Since her escape, Kampusch said she slipped away incognito to enjoy some ice cream.

"It was nice to smile at people, and no one recognized me," she said, dabbing with a tissue at her eyes.

The magazine said it interviewed Kampusch at Vienna's General Hospital, where a cardiologist examined her for possible heart trouble. She said she had suffered during her captivity from heart palpitations that at times made her dizzy and blurred her vision. It was unclear whether she has been diagnosed with any chronic problems.

Kampusch also said she often did not get enough to eat. Another Austrian magazine, Profil, had reported that at the time of her escape she weighed just 92 pounds -- the same weight when she was taken on March 2, 1998, while walking to school.

Kampusch called her escape from her captor's house in suburban Strasshof "completely spontaneous."

"I was there behind the gate to the garden and I felt dizzy. I realized for the first time how weak I really was," she said.

But Kampusch added that she felt well enough -- "physically, mentally and no heart problems" -- to make a run for it.

Once she had run out onto the street, "I saw a window open and someone busy in a kitchen, and I asked the woman to call the police," she said. At first, she said, the woman refused to let her inside: "She didn't want me to step on her lawn."

ORF said Kampusch had decided which questions to answer and had refused to be asked anything intimate. Police have said she may have had sexual contact with her captor, but have refused to elaborate.

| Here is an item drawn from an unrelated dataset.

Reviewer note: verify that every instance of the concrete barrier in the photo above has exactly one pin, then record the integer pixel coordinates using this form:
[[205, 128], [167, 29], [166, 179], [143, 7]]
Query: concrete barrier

Kampusch told News she regretted that Priklopil committed suicide, "because he could have explained so much more to me and to the police," but added that she no longer wished to talk about him.

She said she wants to complete her high school education and is considering a range of possible careers, including journalism, psychology, acting and art, and that she has not yet decided whether to write a book about her ordeal.

Kampusch also told the magazine she loved her parents, who divorced after she was taken, and denied there was any controversy. Psychologists treating her have said she has been in touch with her mother, but has not asked for her father since they were briefly reunited after her escape.

"It was worse for them than it was for me. They thought I was dead," she said.